I'm gonna make my long story short-

August 2017 it got so bad I had to leave my job. 
Now Nearly June 2018, I rarely leave the house and if I do it's to get the mail (thrilling, i know)

I've tried the following

-mindful breathing
-meditation
-ASMR 
-Zoloft
-Xanax
-vitamin D
-vitamin B
-CBD OIL
-essential oils
-positive thinking
-keeping busy
-living life "normally"
-CBT
-talk therapy
-EMDR
-diet/exercise 
-grounding

Y'all. I'm exhausted from trying to fix this or figure it out. I used to be a very social extrovert that was never home & now I'm quite the opposite.

Nothing triggers mine. If I'm having a "good" day it's on the back burner and will randomly start questioning if I'm real out of nowhere.

Idk what to try next, I think joining this site is a good idea.

If you have any ideas, let me know!

Thanks x


----------



## reactor (Nov 10, 2016)

yeah dude its pretty hopeless. Welcome to the club. I'll be here for the rest of my life


----------



## DPFighter (Apr 8, 2013)

Hey you're not alone in this and I personally know the feeling of trying so many things and how discouraging it can feel to not have results but there is always more to try. In my opinion many of things you have tried will have zero chance of helping your DP/DR so you may not have really tried as many things as you think to help your condition. The only things on your list that I see that could potentially bring about change would be Zoloft, Xanax, CBD oil, talk therapy, and EMDR. As for Zoloft or any other SSRI you have to be on it for months to tell if it is helping. Xanax is bad for daily use but sometimes people claim to have relief when on benzos so you should know just after taking them once. I don't really know much about CBD oil but some say it helps.
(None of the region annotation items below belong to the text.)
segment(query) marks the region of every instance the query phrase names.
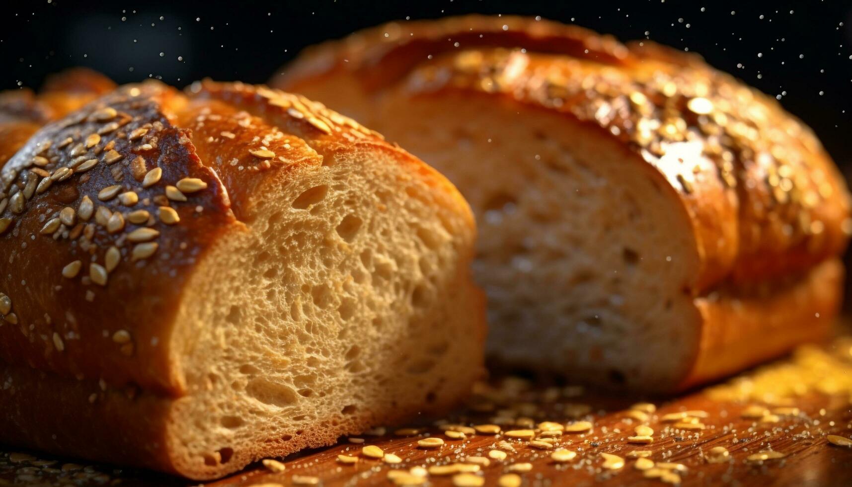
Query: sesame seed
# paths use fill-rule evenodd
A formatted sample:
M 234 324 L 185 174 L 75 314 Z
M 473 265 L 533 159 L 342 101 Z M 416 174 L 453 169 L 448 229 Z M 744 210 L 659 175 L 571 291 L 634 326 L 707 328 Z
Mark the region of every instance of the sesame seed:
M 544 421 L 538 423 L 538 426 L 543 432 L 561 432 L 565 429 L 565 426 L 561 424 L 553 421 Z
M 417 446 L 419 448 L 440 448 L 443 445 L 444 440 L 439 438 L 430 437 L 417 441 Z
M 828 440 L 828 443 L 835 446 L 852 447 L 852 440 L 848 438 L 839 435 L 827 435 L 826 438 Z
M 504 473 L 497 479 L 498 487 L 521 487 L 523 480 L 516 473 Z
M 56 230 L 58 230 L 60 225 L 61 224 L 62 222 L 60 222 L 59 218 L 51 218 L 48 220 L 46 223 L 44 223 L 44 226 L 42 227 L 42 229 L 39 230 L 38 233 L 42 235 L 52 234 Z
M 195 193 L 207 188 L 207 183 L 197 177 L 184 177 L 177 182 L 177 188 L 181 193 Z
M 550 454 L 550 460 L 556 463 L 565 463 L 571 461 L 577 457 L 577 452 L 570 449 L 557 449 Z
M 714 446 L 710 449 L 710 452 L 705 456 L 705 460 L 707 463 L 722 463 L 723 461 L 728 461 L 731 459 L 731 454 L 728 451 L 728 449 L 723 446 Z
M 112 217 L 112 212 L 110 212 L 109 208 L 106 206 L 98 206 L 97 212 L 95 212 L 95 222 L 102 227 L 106 227 Z
M 8 315 L 12 310 L 12 299 L 0 293 L 0 315 Z
M 136 244 L 133 246 L 133 250 L 130 252 L 130 257 L 134 261 L 141 260 L 143 258 L 147 258 L 153 255 L 157 252 L 158 247 L 157 242 L 144 242 L 141 244 Z
M 119 345 L 129 343 L 130 341 L 130 333 L 127 330 L 118 330 L 112 333 L 112 341 Z
M 62 337 L 59 336 L 59 333 L 54 332 L 53 336 L 54 346 L 56 347 L 57 351 L 62 351 L 65 350 L 65 342 L 62 341 Z
M 89 264 L 89 277 L 99 286 L 106 286 L 106 270 L 100 264 L 93 262 Z
M 265 148 L 249 149 L 249 154 L 261 159 L 272 159 L 275 157 L 275 153 Z
M 59 220 L 65 226 L 72 227 L 74 226 L 74 222 L 77 220 L 77 212 L 71 206 L 66 206 L 60 211 Z
M 354 464 L 354 463 L 358 463 L 358 457 L 357 456 L 351 456 L 351 455 L 337 455 L 337 461 L 339 461 L 341 463 L 343 463 L 343 464 L 346 464 L 346 465 L 352 465 L 352 464 Z
M 310 475 L 294 475 L 290 480 L 293 485 L 319 485 L 320 478 Z
M 131 242 L 144 242 L 153 240 L 159 235 L 159 232 L 147 227 L 136 229 L 127 235 L 127 240 Z
M 103 206 L 101 206 L 102 208 Z M 100 208 L 98 209 L 100 212 Z M 107 212 L 109 210 L 106 210 Z M 95 218 L 96 219 L 96 218 Z M 109 220 L 106 221 L 106 231 L 111 234 L 117 234 L 124 229 L 124 217 L 119 212 L 116 212 L 110 215 Z
M 106 249 L 106 253 L 104 256 L 104 265 L 106 267 L 106 272 L 112 272 L 115 268 L 118 266 L 118 263 L 121 261 L 121 252 L 118 251 L 118 247 L 112 246 Z
M 76 171 L 77 172 L 85 172 L 89 169 L 95 167 L 95 165 L 97 163 L 98 159 L 89 159 L 89 160 L 83 161 L 83 163 L 81 164 L 80 165 L 78 165 L 77 169 L 75 169 L 74 171 Z
M 118 201 L 125 206 L 132 206 L 139 202 L 139 195 L 135 191 L 126 191 L 118 194 Z
M 26 203 L 26 199 L 24 198 L 24 194 L 20 191 L 15 193 L 9 200 L 9 209 L 13 213 L 18 214 L 24 211 L 24 205 Z
M 497 425 L 475 425 L 474 430 L 481 435 L 496 435 L 500 432 L 500 426 Z
M 713 102 L 706 98 L 692 98 L 687 101 L 687 108 L 694 113 L 706 115 L 713 111 Z
M 124 157 L 124 156 L 121 155 L 118 151 L 112 149 L 104 154 L 104 162 L 107 165 L 115 164 L 116 162 L 121 160 Z
M 74 171 L 69 167 L 60 167 L 54 171 L 53 176 L 50 177 L 51 181 L 65 181 L 71 177 L 71 175 L 74 173 Z
M 48 190 L 49 188 L 50 188 L 51 184 L 53 184 L 53 180 L 50 179 L 49 177 L 45 177 L 44 179 L 42 179 L 41 181 L 38 182 L 38 186 L 36 187 L 36 193 L 39 194 L 44 193 L 45 191 Z
M 532 440 L 527 444 L 537 449 L 550 449 L 553 448 L 552 444 L 547 443 L 546 441 L 540 440 Z
M 155 167 L 149 171 L 146 175 L 145 178 L 142 179 L 142 188 L 149 188 L 157 184 L 160 177 L 163 177 L 163 170 L 159 167 Z
M 361 449 L 361 455 L 369 458 L 382 458 L 384 456 L 384 451 L 381 448 L 371 444 Z
M 112 107 L 106 107 L 93 113 L 92 119 L 99 122 L 107 122 L 116 118 L 118 114 L 118 113 L 115 111 L 115 108 Z
M 112 198 L 115 198 L 118 194 L 119 191 L 121 191 L 120 184 L 107 186 L 98 192 L 98 200 L 101 200 L 101 201 L 109 201 Z
M 603 459 L 601 467 L 607 470 L 618 470 L 625 466 L 625 459 L 617 455 L 602 453 L 600 456 Z
M 171 200 L 172 201 L 186 201 L 187 197 L 181 193 L 181 190 L 174 186 L 165 187 L 165 197 Z
M 68 151 L 68 155 L 71 157 L 77 157 L 78 155 L 83 155 L 86 153 L 86 148 L 83 146 L 83 142 L 77 144 L 76 146 L 71 148 Z
M 91 134 L 86 137 L 86 148 L 91 148 L 97 145 L 101 142 L 101 136 L 97 134 Z
M 181 221 L 181 217 L 171 206 L 160 206 L 158 215 L 160 221 L 167 225 L 174 225 Z
M 506 467 L 506 472 L 518 472 L 523 473 L 525 472 L 530 472 L 532 470 L 532 464 L 528 462 L 522 463 L 513 463 Z
M 317 119 L 316 117 L 308 117 L 308 123 L 320 129 L 320 131 L 325 134 L 331 133 L 331 127 L 329 127 L 328 124 L 320 120 L 320 119 Z
M 141 225 L 148 221 L 151 214 L 147 210 L 136 210 L 127 214 L 127 221 Z
M 83 267 L 83 263 L 79 260 L 75 260 L 62 268 L 62 275 L 67 277 L 68 279 L 73 279 L 77 277 L 77 275 L 80 273 L 80 269 Z
M 137 140 L 137 139 L 141 139 L 141 138 L 142 138 L 142 136 L 144 136 L 147 133 L 148 133 L 148 130 L 147 129 L 143 128 L 143 127 L 140 127 L 140 128 L 133 130 L 132 132 L 130 132 L 130 135 L 129 135 L 127 136 L 127 139 L 130 140 L 130 141 L 135 141 L 135 140 Z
Talk therapy only works if you can identify your underlying issues like trauma that has caused you to develop DPD. Other forms of talk therapy like CBT you mentioned doesn't cure DPD but can make managing, and coping with it easier for some people. I don't know much about EMDR but it seems it is used to treat trauma and PTSD so if you aren't aware of your trauma (like many people with DPD) or you simply got DPD for other reasons besides trauma than EMDR will have no effect. You have to first be aware of your trauma in order to heal from it with a therapist. Trauma that causes DPD is often gone unnoticed by the sufferer because it is not a big traumatic obvious event they suffered but instead there whole life has been filled with a constant bombardment of subtle traumas. For example if your parents were controlling and didn't give you enough room to be who you truly are and see you for who your truly are, you end up living a traumatic childhood. This is because the repression of the self is traumatic for the mind and causes you to develop incorrectly psychologically and you drift farther and farther away from your true sense of self. So if you want to go the therapy route I suggest you investigate if you have any traumas in your life you are in denial of because DPD seems to be a mechanism for the mind to numb itself from the pain of the world. Sometimes this pain only resides in your unconscious making you unaware of it. Going to therapy for depersonalization as the soul problem doesn't seem to cure DPD very often so that's why I believe an approach from the root of the problem may work better and EMDR and psychotherapy may help you.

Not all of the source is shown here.